Seorang pianis ditemukan mati,
terduduk di depan pianonya, dengan bibir terjahit.
Bola matanya dirusak, meninggalkan lubang hitam yang amat mengerikan.
Rambut palsu merah panjang menutupi kepalanya.
Sementara, otak dan organ-organ tubuhnya telah dikeluarkan secara paksa.
Kulitnya memucat seputih garam.
Bukan, bukan seputih garam.
Tapi, seluruh tubuh sang pianis itu benar-benar dilumuri adonan garam.
Seorang pianis ditemukan mati,
terduduk di depan pianonya, dengan bibir terjahit.
Bola matanya dirusak, meninggalkan lubang hitam yang amat mengerikan.
Rambut palsu merah panjang menutupi kepalanya.
Sementara, otak dan organ-organ tubuhnya telah dikeluarkan secara paksa.

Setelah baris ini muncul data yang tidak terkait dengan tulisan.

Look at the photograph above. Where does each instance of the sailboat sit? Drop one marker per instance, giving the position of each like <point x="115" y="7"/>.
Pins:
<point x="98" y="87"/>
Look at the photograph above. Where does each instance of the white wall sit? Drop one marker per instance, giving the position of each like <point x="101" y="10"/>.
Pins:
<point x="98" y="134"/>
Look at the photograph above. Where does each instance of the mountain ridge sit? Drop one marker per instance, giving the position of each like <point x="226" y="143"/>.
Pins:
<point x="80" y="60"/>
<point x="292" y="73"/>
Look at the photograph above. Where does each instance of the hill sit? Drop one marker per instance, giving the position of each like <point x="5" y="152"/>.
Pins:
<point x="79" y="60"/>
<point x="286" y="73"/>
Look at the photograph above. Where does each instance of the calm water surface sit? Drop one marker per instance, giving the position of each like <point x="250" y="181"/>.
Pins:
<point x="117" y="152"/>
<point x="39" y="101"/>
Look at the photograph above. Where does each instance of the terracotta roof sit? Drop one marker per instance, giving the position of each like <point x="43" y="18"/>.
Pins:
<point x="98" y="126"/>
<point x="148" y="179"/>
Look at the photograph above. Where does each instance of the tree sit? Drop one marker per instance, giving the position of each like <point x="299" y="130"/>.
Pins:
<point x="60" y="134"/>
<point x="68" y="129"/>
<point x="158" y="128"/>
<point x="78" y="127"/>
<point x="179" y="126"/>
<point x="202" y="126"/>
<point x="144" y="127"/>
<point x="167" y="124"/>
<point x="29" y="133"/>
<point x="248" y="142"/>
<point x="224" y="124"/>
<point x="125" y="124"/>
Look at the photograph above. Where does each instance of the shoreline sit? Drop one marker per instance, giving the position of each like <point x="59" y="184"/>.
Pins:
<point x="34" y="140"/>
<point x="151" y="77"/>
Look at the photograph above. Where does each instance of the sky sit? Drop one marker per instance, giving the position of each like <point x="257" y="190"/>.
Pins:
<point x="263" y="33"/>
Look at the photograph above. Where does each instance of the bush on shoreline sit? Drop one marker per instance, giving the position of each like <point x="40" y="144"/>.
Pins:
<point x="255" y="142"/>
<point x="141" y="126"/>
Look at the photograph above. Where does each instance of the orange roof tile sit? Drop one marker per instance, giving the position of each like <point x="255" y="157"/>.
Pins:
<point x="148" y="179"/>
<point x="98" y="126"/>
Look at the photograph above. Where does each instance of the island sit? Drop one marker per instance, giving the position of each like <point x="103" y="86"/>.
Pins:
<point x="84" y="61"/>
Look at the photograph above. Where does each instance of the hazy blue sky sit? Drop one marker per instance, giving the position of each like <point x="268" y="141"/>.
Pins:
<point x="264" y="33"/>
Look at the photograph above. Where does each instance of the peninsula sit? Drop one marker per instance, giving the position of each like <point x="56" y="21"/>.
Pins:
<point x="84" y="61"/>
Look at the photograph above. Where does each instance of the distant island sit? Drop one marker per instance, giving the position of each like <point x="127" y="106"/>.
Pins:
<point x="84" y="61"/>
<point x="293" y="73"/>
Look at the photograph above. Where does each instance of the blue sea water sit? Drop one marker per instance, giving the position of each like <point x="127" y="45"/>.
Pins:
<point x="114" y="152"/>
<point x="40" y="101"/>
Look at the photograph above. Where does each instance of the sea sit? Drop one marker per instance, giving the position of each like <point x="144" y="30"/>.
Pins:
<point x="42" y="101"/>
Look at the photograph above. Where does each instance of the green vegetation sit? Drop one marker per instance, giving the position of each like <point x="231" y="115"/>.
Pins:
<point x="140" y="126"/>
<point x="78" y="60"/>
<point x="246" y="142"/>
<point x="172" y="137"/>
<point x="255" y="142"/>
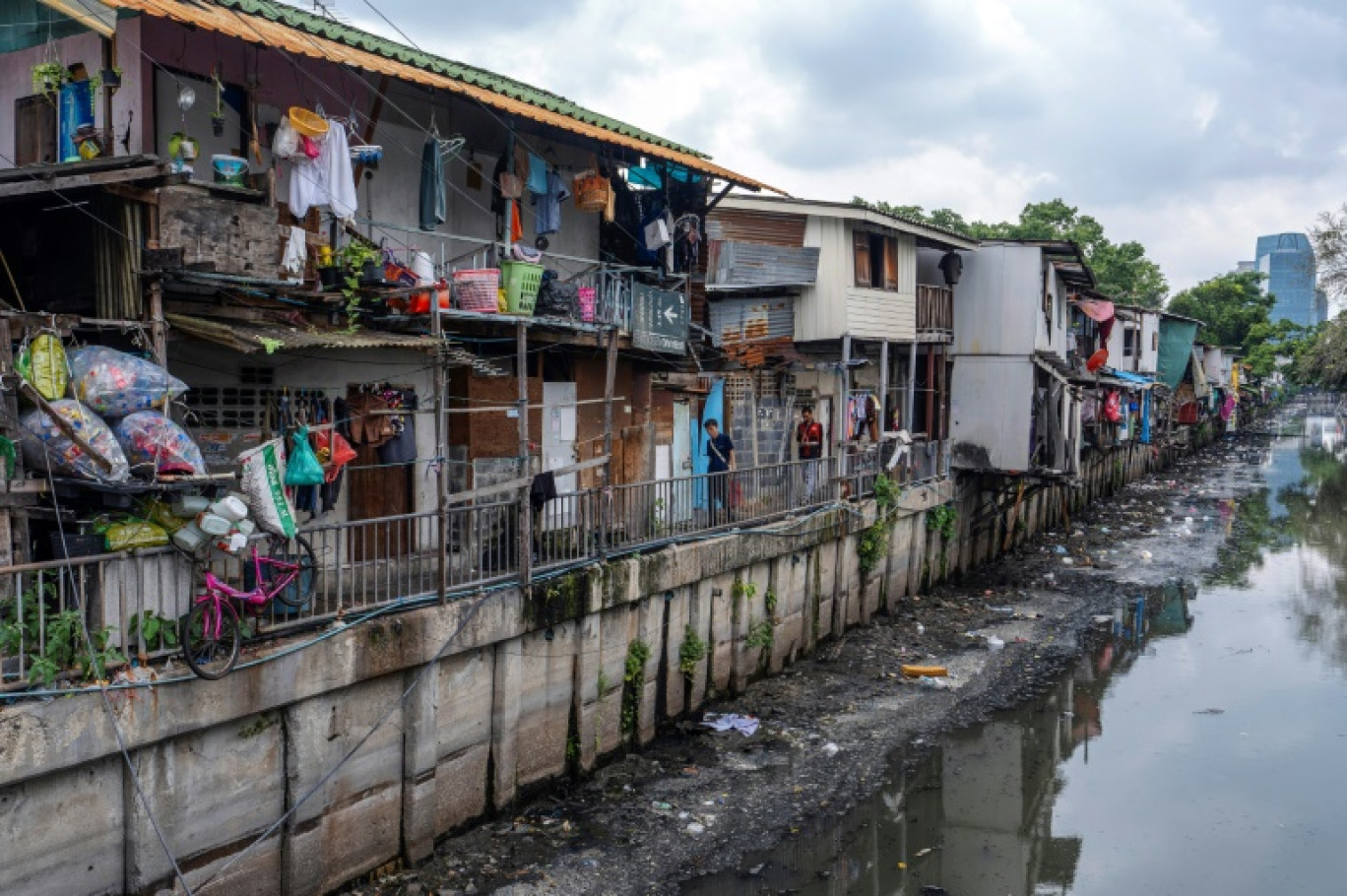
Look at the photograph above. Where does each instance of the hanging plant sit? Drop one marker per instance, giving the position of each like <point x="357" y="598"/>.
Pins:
<point x="47" y="77"/>
<point x="217" y="115"/>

Kulitnya memucat seputih garam.
Bukan, bukan seputih garam.
Tapi, seluruh tubuh sang pianis itu benar-benar dilumuri adonan garam.

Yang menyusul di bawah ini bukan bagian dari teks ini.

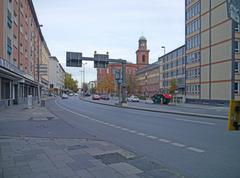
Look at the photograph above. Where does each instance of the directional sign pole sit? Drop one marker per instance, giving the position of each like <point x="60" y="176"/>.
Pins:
<point x="124" y="101"/>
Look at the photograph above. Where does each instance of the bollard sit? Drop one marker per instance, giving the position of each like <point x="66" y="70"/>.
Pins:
<point x="30" y="101"/>
<point x="43" y="103"/>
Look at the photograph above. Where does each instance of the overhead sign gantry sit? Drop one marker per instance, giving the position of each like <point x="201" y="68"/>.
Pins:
<point x="74" y="59"/>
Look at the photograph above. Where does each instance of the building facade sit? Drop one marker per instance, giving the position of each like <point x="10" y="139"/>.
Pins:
<point x="147" y="80"/>
<point x="212" y="52"/>
<point x="142" y="60"/>
<point x="56" y="76"/>
<point x="172" y="67"/>
<point x="20" y="41"/>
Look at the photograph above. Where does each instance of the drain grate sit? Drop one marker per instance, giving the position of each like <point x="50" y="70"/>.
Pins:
<point x="111" y="158"/>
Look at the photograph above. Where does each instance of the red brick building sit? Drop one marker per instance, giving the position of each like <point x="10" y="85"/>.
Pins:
<point x="142" y="59"/>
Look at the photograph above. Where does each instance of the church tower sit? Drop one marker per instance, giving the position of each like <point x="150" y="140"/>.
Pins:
<point x="142" y="52"/>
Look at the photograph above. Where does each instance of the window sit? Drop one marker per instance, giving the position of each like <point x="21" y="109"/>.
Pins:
<point x="193" y="11"/>
<point x="237" y="27"/>
<point x="9" y="19"/>
<point x="237" y="67"/>
<point x="143" y="58"/>
<point x="9" y="46"/>
<point x="237" y="46"/>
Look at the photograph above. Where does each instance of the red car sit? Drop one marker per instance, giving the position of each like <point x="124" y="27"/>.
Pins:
<point x="95" y="97"/>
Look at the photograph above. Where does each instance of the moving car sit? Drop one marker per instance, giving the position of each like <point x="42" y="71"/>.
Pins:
<point x="133" y="99"/>
<point x="64" y="96"/>
<point x="104" y="97"/>
<point x="95" y="97"/>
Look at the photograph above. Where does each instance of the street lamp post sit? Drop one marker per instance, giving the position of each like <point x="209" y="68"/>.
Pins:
<point x="164" y="48"/>
<point x="38" y="65"/>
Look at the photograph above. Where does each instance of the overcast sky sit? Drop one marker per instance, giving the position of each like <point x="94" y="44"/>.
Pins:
<point x="110" y="25"/>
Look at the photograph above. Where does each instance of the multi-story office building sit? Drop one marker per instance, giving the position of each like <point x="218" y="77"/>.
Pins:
<point x="212" y="52"/>
<point x="147" y="80"/>
<point x="172" y="67"/>
<point x="56" y="76"/>
<point x="142" y="60"/>
<point x="44" y="65"/>
<point x="20" y="41"/>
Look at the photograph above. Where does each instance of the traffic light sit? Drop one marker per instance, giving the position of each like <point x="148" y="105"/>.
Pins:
<point x="234" y="115"/>
<point x="74" y="59"/>
<point x="101" y="60"/>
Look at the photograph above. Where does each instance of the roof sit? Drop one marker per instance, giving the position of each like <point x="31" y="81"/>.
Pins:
<point x="142" y="38"/>
<point x="148" y="68"/>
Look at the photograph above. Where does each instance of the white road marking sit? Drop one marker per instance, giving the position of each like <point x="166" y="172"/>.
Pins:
<point x="152" y="137"/>
<point x="199" y="122"/>
<point x="140" y="133"/>
<point x="132" y="131"/>
<point x="164" y="140"/>
<point x="195" y="149"/>
<point x="178" y="144"/>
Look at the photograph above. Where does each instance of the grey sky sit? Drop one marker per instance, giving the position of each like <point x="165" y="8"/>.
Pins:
<point x="108" y="25"/>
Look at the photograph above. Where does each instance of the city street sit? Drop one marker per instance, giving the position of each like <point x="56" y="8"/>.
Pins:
<point x="189" y="146"/>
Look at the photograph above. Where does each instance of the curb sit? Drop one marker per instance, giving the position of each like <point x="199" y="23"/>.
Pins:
<point x="161" y="111"/>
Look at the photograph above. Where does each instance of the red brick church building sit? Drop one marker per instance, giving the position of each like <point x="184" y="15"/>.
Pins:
<point x="142" y="59"/>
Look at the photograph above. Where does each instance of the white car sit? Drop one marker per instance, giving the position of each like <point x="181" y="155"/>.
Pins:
<point x="133" y="99"/>
<point x="64" y="96"/>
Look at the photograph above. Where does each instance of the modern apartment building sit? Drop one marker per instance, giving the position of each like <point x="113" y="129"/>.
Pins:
<point x="142" y="60"/>
<point x="56" y="76"/>
<point x="172" y="67"/>
<point x="212" y="52"/>
<point x="20" y="52"/>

Kiri Lamari, penyidik kasus ini,
terus-menerus dihantui lubang hitam mata sang pianis.
Mata yang seakan meminta pertolongan sambil terus bertanya,
kenapa aku mati?
Mata yang mengingatkan Kiri Lamari akan mata ibunya. Yang juga ia temukan tak bernyawa puluhan tahun lalu.
Garam? Kenapa garam?
Kiri Lamari belum menemukan jawabannya.
Sementara mayat tanpa organ yang dilumuri garam telah ditemukan kembali….
Dia sangat sadis. Dan, dia masih berkeliaran.
***
Hari
itu, Kota Surabaya digegerkan dengan penemuan seorang mayat wanita dalam
keadaan yang tidak lazim. Wina, nama perempuan malang tersebut, adalah seorang
pianis ternama. Namun sayangnya, popularitasnya tersebut harus rela terenggut
oleh kekejaman seseorang yang telah menghabisi nyawanya. Pelaku itu, membunuh
Wina dengan cara yang tidak lazim. Wina, terduduk di depan pianonya, dengan
mulut dan mata terjahit, serta seluruh organ tubuhnya dikeluarkan secara paksa.

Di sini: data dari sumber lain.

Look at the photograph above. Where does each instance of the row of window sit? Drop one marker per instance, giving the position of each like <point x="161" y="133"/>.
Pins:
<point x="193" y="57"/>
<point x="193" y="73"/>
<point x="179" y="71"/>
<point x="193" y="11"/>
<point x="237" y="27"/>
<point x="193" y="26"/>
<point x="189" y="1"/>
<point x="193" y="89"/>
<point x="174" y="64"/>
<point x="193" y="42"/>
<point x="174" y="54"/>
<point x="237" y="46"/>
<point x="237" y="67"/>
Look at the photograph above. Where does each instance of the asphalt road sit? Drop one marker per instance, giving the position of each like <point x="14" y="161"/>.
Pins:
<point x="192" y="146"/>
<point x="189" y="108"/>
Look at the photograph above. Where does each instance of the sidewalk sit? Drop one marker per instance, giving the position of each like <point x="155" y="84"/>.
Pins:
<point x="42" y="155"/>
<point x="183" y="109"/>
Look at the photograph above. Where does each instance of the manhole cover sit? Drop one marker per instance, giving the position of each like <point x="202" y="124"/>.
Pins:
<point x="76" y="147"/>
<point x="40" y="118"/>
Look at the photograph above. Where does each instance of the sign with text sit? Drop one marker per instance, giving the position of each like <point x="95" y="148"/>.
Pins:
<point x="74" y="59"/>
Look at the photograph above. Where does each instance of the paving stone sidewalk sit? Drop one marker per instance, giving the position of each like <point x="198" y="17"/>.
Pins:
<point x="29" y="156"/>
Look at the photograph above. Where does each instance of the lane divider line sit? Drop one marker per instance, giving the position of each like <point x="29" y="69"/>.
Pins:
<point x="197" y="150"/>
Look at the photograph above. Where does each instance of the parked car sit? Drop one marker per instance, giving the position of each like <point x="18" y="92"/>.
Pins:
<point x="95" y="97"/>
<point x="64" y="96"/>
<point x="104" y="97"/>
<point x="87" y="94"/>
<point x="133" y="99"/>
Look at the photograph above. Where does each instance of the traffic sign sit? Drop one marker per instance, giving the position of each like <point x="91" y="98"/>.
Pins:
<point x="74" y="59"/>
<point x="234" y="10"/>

Rambut palsu berwarna merah juga sengaja dikenakan oleh pelaku pada kepala
perempuan itu. Anehnya lagi, tubuh Wina dibalut dengan adonan garam dan sudah
mengeras. Dan, jangan lupakan satu hal ini, pelaku tersebut meninggalkan jejak
menyerupai sebuah simbol yang dibuat dari taburan garam.
Beberapa
hari setelahnya, pembunuhan kembali terjadi di kota tersebut. Korbannya kali
ini adalah seorang pelukis. Organ dalamnya dikeluarkan secara paksa dan
tubuhnya penuh dengan adonan garam. Motif yang sama seperti kasus Wina, karena
tim forensik juga menemukan simbol yang sama dengan yang ada di rumah Wina.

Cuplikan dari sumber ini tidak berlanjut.